The study, funded by the National Institute for Health Research, tested a new approach to caring for people with three or more long-term conditions, which aimed to improve their health-related quality of life and experience of patient-centred care, and reduce their burden of illness and treatment compared with usual care. The ‘3D’ approach, which encourages clinicians to think broadly about the different dimensions of health, simplify complex drug treatment and consider mental health (depression) as well as physical health, was designed to treat the whole person and overcome the disadvantages of treating individual conditions in isolation.

Professor Mercer said:

It was a privilege to lead the Scottish arm of this UK study, the biggest ever trial worldwide of a patient-centred, integrated approach to care for patients with multiple long term conditions. Although the intervention did not result in the expected improvement in quality of life, it was gratifying to see significant improvements in patient satisfaction with their care, and improved relationships with their GPs. This is itself is a valuable outcome, especially in this time of high GP workload and stress.
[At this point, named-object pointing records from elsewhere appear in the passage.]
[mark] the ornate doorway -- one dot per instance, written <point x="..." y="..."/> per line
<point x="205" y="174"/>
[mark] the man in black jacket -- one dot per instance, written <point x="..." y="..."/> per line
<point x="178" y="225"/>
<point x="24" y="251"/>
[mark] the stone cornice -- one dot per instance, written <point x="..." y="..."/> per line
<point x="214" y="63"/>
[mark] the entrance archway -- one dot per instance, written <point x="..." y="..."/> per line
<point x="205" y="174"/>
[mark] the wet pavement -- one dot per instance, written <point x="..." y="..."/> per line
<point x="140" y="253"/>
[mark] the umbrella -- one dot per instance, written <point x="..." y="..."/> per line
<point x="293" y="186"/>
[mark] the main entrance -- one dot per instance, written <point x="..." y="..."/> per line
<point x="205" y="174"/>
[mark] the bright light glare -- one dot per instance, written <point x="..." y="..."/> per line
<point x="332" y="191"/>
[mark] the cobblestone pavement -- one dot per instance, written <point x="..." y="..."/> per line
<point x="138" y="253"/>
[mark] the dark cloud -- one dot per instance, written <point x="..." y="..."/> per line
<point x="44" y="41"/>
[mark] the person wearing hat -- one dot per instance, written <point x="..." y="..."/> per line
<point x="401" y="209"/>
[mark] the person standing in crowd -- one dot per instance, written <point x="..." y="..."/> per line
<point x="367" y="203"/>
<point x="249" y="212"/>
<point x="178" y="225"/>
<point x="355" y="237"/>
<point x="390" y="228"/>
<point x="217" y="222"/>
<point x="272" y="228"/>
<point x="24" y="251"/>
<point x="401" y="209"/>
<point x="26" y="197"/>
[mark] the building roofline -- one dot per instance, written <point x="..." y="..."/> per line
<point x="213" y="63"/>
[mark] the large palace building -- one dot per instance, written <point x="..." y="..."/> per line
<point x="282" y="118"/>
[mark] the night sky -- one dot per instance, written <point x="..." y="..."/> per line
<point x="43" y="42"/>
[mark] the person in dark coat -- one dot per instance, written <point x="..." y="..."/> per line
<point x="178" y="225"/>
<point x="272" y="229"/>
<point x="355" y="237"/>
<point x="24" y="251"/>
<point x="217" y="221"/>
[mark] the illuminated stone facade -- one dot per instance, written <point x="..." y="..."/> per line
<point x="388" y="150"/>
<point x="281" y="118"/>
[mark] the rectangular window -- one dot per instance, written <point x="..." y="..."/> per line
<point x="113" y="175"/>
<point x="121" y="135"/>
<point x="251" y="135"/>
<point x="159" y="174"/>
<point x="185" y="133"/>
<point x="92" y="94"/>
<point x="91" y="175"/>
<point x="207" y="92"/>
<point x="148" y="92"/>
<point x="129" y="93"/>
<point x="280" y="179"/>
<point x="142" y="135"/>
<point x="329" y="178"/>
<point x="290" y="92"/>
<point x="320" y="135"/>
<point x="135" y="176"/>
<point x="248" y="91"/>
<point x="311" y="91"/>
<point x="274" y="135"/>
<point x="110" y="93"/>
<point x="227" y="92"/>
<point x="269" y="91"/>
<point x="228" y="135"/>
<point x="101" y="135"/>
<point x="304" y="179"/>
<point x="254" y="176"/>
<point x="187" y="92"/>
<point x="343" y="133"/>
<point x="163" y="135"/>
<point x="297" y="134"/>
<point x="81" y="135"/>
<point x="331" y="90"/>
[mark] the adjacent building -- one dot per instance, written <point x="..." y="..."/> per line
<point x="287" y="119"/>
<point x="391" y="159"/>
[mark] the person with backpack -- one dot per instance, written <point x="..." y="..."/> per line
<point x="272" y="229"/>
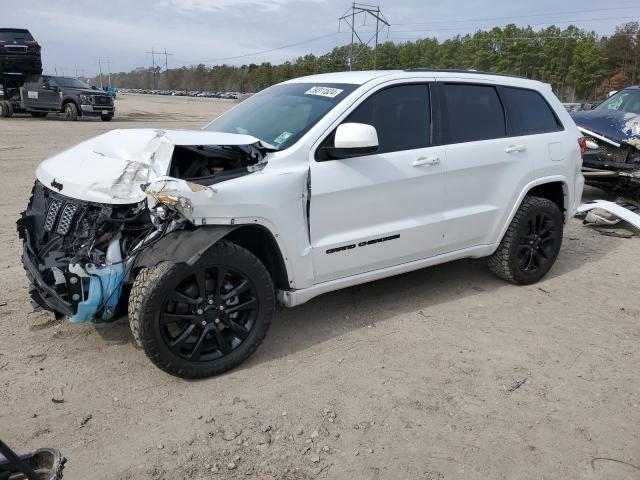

Further research in Scotland is required, especially in areas of high deprivation as exist in Glasgow, where multimorbidity is more common and occurs at a younger age, to build on this current study, and our previous research (in the CARE Plus Study) specifically targeted at multimorbid patients living in the most deprived areas of Glasgow.”

Professor Chris Salisbury, from the University of Bristol’s Centre for Academic Primary Care and lead author on the Lancet paper in which these findings are reported, said:

Internationally, there is broad consensus about the key components of an approach to improve care for people with multimorbidity but we found little evidence about their effectiveness. We incorporated these components in the 3D approach, including a regular review of patients’ problems according to their individual circumstances. We were surprised to find no evidence of improved quality of life for patients as a result of the intervention but this was balanced by significant improvements in patients’ experience of care.

The question now is whether improved patient experience is sufficient justification for this approach. Given that improving patient experience is one of the triple arms of health care, alongside improving health and reducing costs, our view is that providing care that significantly improves patients’ experience is justification in itself.